Remembering for the Right Reasons - Explanations Reduce Catastrophic Forgetting
2020 • Catastrophic Forgetting • Continual Learning • Lifelong Learning • Replay Buffer • AI • CL • LL
12 Oct 2020
Introduction
- The paper hypothesizes that catastrophic forgetting can happen if the model can not rely on “reasoning” used for an old datapoint. If that is the case, catastrophic forgetting may be alleviated when the model “remembers” why it made a prediction previously.
- The paper presents a simple instantiation of this hypothesis, in the form of a technique called Remembering for the Right Reasons (RRR).

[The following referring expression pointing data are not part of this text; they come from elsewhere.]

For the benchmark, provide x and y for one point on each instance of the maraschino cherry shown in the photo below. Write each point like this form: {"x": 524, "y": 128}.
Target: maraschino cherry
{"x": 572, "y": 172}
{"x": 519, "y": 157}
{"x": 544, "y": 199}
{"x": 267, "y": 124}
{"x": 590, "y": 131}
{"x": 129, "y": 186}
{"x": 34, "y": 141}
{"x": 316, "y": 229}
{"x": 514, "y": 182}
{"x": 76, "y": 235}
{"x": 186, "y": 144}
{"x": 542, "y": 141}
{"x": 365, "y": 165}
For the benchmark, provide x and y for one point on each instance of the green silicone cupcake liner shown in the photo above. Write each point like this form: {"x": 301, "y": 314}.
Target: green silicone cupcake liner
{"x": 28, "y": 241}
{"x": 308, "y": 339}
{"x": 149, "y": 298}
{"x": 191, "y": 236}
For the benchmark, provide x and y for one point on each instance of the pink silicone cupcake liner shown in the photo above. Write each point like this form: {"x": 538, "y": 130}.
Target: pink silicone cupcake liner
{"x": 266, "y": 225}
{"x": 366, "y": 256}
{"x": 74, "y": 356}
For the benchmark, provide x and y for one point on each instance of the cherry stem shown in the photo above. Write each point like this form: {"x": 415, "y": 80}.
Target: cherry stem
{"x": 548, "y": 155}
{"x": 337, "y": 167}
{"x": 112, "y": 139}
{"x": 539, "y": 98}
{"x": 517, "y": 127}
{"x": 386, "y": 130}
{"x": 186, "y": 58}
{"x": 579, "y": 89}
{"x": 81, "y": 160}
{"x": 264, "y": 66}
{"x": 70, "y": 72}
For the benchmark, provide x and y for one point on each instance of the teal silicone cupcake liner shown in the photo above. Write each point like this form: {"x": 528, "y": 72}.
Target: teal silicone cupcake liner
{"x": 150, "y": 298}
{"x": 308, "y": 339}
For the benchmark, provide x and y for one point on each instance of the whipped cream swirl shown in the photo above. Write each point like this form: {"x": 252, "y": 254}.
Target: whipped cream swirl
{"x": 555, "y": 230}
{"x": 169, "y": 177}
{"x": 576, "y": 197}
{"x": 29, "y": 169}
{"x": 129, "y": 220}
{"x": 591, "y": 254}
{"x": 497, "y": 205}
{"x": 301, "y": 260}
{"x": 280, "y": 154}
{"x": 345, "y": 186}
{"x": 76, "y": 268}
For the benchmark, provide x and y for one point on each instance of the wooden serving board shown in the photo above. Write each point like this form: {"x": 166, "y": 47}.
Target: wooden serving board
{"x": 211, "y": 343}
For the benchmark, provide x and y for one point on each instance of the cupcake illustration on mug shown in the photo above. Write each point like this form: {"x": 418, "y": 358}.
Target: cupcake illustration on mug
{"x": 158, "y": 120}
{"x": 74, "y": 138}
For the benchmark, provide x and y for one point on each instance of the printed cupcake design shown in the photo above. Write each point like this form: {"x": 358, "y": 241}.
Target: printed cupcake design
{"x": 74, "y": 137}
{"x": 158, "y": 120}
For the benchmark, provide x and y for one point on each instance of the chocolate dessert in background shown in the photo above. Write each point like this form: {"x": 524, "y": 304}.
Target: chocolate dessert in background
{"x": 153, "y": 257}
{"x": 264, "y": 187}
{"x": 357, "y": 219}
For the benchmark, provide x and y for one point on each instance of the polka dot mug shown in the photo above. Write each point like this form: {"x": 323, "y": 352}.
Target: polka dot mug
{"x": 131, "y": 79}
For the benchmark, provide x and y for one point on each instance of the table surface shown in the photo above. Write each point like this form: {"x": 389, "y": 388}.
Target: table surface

- The idea is to store model explanations, along with previous examples in the replay buffer. During replay, an additional explanation loss is used, along with the regular replay loss.
- Link to the paper
- Link to the code
Setup
- The model is trained over a sequence of data distributions in the class-incremental learning setup. A single-head architecture is used so that the task ID is not required during inference.
- Along with the standard replay buffer (\(M^{rep}\)) for the raw input examples (from different tasks), another replay buffer (\(M^{RRR}\)) is maintained for storing the “explanations” (in the form of saliency maps), corresponding to examples in \(M^{rep}\).
- RRR is implemented as an L1 loss on the error between the saliency map generated after training on the current task and the saliency map in \(M^{RRR}\).
- Saliency maps need to be generated while the model is training. This requirement rules out black-box saliency methods, which can be used only after training.
- The gradient-based white-box explainability techniques that are used include:
- Vanilla backpropagation - Perform a forward pass through the model and take the gradient of the given output class with respect to the input.
- Backpropagation with SmoothGrad - Saliency maps generated using Vanilla backpropagation can be visually noisy. These maps can be improved by adding pixel-wise Gaussian noise to n copies of the image and averaging the resulting gradients. The paper used n=40.
- Gradient-weighted Class Activation Mapping (Grad-CAM) - Uses gradients to determine the importance of feature map activations on a given prediction.
- RRR can be easily used with memory and regularization based approaches.
- The paper combined RRR with the following standard Class Incremental Learning (CIL) models:
Experiments
Few-Shiot Class Incremental Learning
- C-way K-shot class incremental learning with C classes and K training samples per class and b base classes to learn as the first task.
- Caltech-UCSD Birds dataset with 100 base classes and remaining 100 classes divided into ten tasks, with three samples per class. The test set is not changed.
- In teems of saliency maps., Grad-CAM is better than Vanilla Backpropagation, which in turn is comparable to SmoothGrad. The same trend is seen in terms of memory overhead, with Grad-CAM having the least memory overhead.
- Adding the RRR loss improves the performance of all the baselines.
Standard Class Incremental Learning
- CIFAR100 and ImageNet100 with a memory budget of 2000 samples.
- Adding the RRR loss improves all the baselines’ performance, and the gains for ImageNet100 are more significant than the gains for CIFAR100.
How often does the model remember its decision for the right reason?
- The paper uses the Pointing Game (PG) experiment, which uses the ground truth image segmentation to define the true object region.
- If the maximum attention location (in the predicted saliency map) falls inside the objects, it is considered a hit, else a miss. A hit on a previous example is considered a proxy for the model remembering its decision for the right reason.
- The precision and recall are reported for the hit metric. Using RRR increases both precision (i.e., less often the model makes the correct decision without looking at the right evidence) and recall (i.e., less frequently does the model makes an incorrect decision, despite looking at the proper evidence).